様々な場面で活用される帝国データバンクの「信用調査報告書」。このデータにまつわる疑問に迫る帝国データバンクの北野信高氏へのインタビュー。第3回は信用調査報告書の情報をどのように生かしていくか、について聞いた。
平成12年、帝国データバンク入社。内勤を経て、調査部門で延べ2000社の信用調査業務を行う。本社営業推進部に異動後、金融機関をはじめとする大口顧客の課題解決サポートを主な活動とする。
報告書の使い方も会社それぞれに個性がある

――貴社の顧客企業は、信用調査書をどのように活用しているのでしょうか?
信用調査は「攻め」にも「守り」にも使うことができると考えているのですが、どちらで使うのか使用法は変わってきます。
「攻め」、つまり営業やM&Aなど大きな額のディールを行うのに使用するというのであれば、信用調査報告書の情報は大きな武器になりえます。

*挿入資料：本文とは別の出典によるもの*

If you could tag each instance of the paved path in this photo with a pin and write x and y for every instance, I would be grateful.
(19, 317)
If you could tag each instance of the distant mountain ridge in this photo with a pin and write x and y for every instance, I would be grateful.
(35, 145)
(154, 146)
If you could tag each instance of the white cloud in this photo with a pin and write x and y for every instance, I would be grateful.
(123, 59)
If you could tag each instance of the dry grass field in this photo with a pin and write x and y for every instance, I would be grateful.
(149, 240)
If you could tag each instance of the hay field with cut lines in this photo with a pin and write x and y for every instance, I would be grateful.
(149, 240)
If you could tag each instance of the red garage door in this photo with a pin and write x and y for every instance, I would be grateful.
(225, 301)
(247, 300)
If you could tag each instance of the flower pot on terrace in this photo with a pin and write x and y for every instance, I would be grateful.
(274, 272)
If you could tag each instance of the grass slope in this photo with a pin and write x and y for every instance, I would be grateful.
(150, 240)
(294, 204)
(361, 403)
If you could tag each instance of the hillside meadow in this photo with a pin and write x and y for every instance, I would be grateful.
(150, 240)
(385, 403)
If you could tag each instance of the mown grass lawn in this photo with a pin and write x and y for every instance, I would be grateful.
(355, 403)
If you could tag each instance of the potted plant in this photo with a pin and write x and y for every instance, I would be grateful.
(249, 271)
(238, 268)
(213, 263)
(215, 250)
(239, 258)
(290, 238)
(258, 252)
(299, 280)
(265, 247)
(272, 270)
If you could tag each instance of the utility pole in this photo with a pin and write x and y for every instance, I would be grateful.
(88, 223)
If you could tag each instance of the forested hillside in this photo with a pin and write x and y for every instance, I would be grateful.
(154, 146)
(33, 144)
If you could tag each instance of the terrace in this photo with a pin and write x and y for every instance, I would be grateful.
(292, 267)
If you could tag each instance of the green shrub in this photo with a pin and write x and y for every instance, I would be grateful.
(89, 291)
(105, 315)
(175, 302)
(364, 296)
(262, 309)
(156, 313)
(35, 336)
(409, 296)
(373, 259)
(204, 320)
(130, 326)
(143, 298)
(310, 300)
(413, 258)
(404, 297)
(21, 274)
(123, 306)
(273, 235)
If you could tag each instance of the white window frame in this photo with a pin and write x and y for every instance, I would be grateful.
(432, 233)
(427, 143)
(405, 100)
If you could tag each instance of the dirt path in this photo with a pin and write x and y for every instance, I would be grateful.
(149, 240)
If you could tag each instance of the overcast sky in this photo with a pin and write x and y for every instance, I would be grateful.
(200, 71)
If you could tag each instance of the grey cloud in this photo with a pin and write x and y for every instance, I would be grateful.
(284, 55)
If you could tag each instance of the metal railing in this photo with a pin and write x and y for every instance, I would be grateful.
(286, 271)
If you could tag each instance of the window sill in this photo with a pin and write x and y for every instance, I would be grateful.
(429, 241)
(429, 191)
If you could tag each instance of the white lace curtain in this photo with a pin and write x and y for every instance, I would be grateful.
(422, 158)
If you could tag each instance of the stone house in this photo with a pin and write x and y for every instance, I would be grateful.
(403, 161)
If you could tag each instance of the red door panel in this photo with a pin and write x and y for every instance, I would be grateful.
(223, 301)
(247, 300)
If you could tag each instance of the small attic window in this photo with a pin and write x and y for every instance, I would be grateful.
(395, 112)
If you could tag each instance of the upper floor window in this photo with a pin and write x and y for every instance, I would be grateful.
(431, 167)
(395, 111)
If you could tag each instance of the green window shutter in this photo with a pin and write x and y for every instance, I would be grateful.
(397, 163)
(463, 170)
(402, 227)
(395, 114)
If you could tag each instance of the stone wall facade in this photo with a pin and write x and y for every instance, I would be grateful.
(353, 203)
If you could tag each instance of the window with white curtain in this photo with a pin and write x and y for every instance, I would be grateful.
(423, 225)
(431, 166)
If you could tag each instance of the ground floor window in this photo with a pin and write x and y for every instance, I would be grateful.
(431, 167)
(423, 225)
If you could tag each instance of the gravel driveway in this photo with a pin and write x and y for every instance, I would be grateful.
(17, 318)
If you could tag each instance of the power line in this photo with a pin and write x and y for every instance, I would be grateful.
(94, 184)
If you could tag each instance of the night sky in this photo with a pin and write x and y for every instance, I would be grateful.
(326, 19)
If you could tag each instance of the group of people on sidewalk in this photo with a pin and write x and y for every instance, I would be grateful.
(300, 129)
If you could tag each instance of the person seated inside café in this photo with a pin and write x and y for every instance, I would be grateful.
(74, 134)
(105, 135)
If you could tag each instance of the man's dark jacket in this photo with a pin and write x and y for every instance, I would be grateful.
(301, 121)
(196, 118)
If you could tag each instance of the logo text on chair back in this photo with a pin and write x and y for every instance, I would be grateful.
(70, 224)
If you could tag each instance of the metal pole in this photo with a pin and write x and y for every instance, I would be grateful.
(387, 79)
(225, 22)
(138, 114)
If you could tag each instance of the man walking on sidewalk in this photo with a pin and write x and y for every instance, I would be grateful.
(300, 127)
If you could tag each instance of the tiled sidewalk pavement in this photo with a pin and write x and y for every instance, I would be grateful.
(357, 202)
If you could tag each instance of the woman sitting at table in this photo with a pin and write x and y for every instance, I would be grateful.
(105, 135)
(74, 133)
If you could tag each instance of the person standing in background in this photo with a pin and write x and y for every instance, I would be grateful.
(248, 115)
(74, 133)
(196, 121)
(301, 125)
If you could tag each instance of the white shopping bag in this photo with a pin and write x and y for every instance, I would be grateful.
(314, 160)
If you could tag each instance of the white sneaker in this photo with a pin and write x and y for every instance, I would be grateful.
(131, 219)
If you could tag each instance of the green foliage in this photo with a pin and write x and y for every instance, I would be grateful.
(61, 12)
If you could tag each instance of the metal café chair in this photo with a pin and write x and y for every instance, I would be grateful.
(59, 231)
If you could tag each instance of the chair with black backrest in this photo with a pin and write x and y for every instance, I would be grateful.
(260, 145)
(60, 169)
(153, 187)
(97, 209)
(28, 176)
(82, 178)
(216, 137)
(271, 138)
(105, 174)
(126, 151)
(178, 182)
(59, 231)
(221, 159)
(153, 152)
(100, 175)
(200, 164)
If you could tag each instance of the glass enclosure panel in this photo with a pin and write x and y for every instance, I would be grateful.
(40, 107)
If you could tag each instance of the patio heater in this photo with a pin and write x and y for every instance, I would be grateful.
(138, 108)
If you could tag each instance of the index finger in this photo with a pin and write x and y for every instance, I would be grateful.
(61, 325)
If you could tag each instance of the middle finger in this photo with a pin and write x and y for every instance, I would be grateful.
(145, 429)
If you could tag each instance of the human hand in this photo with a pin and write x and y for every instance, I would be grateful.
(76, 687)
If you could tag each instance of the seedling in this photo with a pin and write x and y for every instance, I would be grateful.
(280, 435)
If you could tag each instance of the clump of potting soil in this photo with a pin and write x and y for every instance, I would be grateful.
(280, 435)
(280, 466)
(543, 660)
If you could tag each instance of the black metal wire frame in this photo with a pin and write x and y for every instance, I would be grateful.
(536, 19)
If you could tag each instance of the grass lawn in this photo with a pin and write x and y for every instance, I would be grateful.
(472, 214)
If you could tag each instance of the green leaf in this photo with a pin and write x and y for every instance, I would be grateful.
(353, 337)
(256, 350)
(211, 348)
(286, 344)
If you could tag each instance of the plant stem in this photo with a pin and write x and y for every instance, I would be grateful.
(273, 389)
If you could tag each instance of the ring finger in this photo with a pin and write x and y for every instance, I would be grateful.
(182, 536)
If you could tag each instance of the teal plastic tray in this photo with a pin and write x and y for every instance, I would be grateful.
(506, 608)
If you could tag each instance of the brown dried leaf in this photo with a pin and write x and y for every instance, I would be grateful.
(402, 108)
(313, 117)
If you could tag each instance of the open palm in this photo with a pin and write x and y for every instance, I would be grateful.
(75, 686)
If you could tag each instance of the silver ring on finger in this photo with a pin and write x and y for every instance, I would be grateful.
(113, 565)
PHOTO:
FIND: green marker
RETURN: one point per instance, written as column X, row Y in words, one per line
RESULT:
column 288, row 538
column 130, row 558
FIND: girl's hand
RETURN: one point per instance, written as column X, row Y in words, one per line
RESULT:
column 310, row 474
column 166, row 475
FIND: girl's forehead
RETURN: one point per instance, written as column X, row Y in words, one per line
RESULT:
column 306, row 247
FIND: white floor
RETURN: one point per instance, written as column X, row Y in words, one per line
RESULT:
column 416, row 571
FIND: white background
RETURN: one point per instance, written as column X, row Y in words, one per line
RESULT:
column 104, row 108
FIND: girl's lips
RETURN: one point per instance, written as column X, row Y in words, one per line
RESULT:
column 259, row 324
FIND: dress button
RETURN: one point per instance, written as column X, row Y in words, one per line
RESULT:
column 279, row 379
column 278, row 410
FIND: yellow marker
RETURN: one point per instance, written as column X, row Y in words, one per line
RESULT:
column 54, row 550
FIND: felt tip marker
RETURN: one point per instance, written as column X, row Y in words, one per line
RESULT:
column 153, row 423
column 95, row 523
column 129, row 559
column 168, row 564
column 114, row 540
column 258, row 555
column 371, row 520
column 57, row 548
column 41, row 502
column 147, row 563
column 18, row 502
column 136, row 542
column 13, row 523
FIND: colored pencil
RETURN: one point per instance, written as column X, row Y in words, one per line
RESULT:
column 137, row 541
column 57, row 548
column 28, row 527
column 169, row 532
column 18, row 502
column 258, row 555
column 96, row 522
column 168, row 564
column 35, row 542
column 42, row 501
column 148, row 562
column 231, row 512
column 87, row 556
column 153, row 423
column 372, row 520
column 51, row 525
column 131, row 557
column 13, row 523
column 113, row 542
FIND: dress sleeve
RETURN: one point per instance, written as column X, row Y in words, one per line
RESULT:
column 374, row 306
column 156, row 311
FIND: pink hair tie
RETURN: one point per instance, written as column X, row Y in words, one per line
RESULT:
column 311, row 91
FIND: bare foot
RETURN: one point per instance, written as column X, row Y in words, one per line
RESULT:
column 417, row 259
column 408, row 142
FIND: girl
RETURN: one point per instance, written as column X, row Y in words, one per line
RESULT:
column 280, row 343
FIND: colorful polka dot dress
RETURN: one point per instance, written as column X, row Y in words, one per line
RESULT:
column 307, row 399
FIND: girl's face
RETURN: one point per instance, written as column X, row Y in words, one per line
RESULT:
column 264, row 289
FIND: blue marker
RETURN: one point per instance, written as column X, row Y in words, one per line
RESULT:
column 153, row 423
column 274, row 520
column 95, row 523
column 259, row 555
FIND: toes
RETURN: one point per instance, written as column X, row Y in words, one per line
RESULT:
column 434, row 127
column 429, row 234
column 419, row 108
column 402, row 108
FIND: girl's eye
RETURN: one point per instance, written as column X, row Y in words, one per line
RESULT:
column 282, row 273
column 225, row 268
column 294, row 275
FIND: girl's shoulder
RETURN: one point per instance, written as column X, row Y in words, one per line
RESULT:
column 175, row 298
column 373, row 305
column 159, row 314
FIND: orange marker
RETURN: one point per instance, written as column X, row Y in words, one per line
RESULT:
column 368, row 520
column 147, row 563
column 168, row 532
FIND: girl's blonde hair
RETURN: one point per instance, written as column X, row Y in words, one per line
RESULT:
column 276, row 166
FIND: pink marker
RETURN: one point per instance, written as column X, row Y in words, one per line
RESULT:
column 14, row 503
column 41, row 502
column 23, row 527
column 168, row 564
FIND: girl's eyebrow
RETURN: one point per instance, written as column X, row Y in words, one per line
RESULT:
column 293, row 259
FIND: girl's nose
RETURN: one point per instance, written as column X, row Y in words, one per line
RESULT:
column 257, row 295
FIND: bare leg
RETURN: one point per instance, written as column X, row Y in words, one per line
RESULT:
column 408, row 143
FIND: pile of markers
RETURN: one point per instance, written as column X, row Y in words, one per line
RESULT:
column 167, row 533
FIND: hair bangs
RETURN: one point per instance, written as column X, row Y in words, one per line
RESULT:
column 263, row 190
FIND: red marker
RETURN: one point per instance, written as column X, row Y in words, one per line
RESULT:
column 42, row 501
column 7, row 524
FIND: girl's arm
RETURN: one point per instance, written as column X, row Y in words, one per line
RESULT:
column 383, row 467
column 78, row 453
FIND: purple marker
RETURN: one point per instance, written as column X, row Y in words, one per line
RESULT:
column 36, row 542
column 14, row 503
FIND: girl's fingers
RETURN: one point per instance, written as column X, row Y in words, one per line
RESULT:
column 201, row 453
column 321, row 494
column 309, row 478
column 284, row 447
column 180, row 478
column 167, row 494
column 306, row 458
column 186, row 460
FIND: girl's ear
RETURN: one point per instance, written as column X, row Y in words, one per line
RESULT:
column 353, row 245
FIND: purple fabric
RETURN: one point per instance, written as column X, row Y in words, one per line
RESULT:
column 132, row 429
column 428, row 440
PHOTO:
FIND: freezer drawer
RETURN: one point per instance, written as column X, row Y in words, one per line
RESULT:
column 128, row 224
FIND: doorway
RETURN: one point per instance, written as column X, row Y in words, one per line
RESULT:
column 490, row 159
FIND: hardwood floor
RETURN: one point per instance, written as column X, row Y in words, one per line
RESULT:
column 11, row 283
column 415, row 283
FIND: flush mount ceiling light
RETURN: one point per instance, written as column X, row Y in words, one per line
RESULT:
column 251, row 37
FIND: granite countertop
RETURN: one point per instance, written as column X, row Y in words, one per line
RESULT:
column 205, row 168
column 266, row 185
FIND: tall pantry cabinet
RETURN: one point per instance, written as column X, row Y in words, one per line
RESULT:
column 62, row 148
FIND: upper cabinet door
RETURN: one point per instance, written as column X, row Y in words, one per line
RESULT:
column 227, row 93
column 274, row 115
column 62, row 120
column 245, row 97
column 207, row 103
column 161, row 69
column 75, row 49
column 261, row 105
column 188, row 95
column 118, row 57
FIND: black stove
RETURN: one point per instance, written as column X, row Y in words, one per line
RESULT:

一方、「守り」つまり与信や債権管理に使うのであれば、調査対象の会社はもちろんですが、その企業の売り上げの80%が1社で占められているということなら、その取引先の会社の動向も押さえておく必要があるでしょう。
営業に使っている企業の事例で一つ面白い事例をあげましょう。
たとえば、調査の概要が書かれた紙1枚のレポートを見て、その情報を基に営業担当者を割り振るとします。その企業をA君に担当してもらうか、B君が担当するかを決めるわけですが、あなたならどうやって決めますか?
――そうですね。社長と同じ大学や出身地といった共通項を探して割り振ると思います。
確かに、そういう会社は多いと思います。しかし、私の知っているある会社は営業先の企業の社長と同じ干支の人間に担当させていました。
それが、正しいかどうかは別ですが、大学は全国に700以上あります。都道府県にしても47あるので、出身地が同じ確率は47分の1です。その企業の方が言うには「干支であれば12分の1だから、合う可能性が高い」と言うことで、そうした使い方をしているそうです。
――なるほど。
ほかには社長の自宅の住所を見て、ストリートビューで自宅を確認するという営業の方もいます。実際の住まいか、商業登記簿上の住所かで違うとは思いますが、ストリートビューで社長の自宅を見て、「車庫の車がアウディだったら、成約度が高い」などと言っている方もいました。